# PYTHON DATA STRUCTURES

We'll discuss the object-oriented features of  data structures, when they should be used instead of a regular class, and when they should not be used. 

In particular, we'll be covering the following topics:

Tuples and named tuples
Dataclasses
Dictionaries
Lists and sets
Three types of queues

# EMPTY OBJECTS

Let's start with the most basic Python built-in, one that we've used implicitly many times already, the one (it turns out) we've extended in every class we have created: the object.

Technically, we can instantiate an object without writing a subclass, as follows:

In [7]:
o = object()

In [8]:
o.x = 100

AttributeError: 'object' object has no attribute 'x'

Unfortunately, as you can see, it's not possible to set any attributes on an object that was instantiated directly. 

This isn't because the Python developers wanted to force us to write our own classes, or anything so sinister. 

They did this to save memory – a lot of memory.

When Python allows an object to have arbitrary attributes, it takes a certain amount of system memory to keep track of what attributes each object has, for storing both the attribute name and its value.

Even if no attributes are stored, memory is allocated to make it possible to add attributes.

Given the dozens, hundreds or thousands of objects( every class extends the object class) in a typical Python program, this small amount of memory would quickly become a large amount of memory.

So, Python disables arbitrary properties on `object` and several other built-ins, by default.

It is possible to restrict arbitrary properties on our own classes using __slots__. 

Slots are part of Chapter 12, Advanced Design Patterns. We'll look at them as a way to save memory for objects that occur many, many times.

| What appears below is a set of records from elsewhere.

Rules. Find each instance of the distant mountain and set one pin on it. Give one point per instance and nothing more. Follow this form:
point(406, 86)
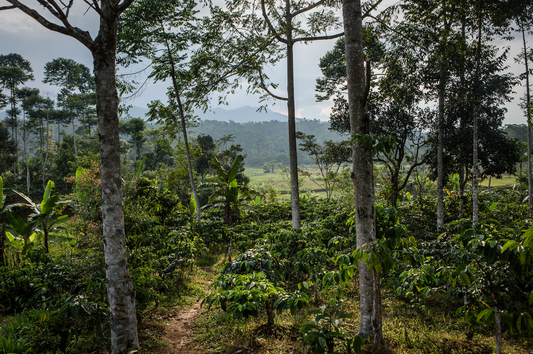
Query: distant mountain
point(242, 115)
point(238, 115)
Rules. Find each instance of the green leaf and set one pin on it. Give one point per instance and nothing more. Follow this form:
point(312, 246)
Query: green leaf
point(484, 315)
point(140, 169)
point(509, 244)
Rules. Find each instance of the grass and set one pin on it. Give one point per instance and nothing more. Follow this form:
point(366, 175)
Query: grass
point(279, 179)
point(417, 328)
point(505, 181)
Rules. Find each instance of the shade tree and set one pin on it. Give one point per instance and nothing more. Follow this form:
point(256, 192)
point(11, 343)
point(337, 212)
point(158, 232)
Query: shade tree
point(76, 85)
point(56, 17)
point(14, 71)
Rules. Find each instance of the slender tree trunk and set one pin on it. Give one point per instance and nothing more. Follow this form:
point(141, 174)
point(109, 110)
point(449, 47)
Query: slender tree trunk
point(528, 113)
point(475, 172)
point(27, 158)
point(293, 149)
point(74, 137)
point(461, 189)
point(498, 331)
point(47, 148)
point(119, 285)
point(440, 154)
point(362, 165)
point(185, 139)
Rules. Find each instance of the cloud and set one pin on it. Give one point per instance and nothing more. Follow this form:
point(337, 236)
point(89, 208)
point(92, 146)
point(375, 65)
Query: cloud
point(14, 21)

It is, however, trivial to create an empty object class of our own; we saw it in our earliest example:

In [9]:
class MyObject:
    pass

In effect, `class MyObject` is equivalent to `class MyObject(object)`.

As seen earlier, it is possible to set attributes on such classes.

In [10]:
m = MyObject()

In [11]:
m.x = "hihihi"

In [12]:
m.x

'hihihi'

If we wanted to group an unknown number of attribute values together, we could store them in an empty object like this.

The problem with this approach is the lack of an obvious schema that we can use to understand what attributes should be present and what types of values they will have.

  Focus of this book is the way classes and objects should only be used when you want to specify both data and behaviors. 
  
Therefore, it is important to decide from the outset whether the data is purely data, or whether it is an object in disguise. 

Once that design decision is made, the rest of the design can grow from the seed concept.

# TUPLES AND NAMED TUPLES

Tuples are objects that can store a specific number of other objects in sequence.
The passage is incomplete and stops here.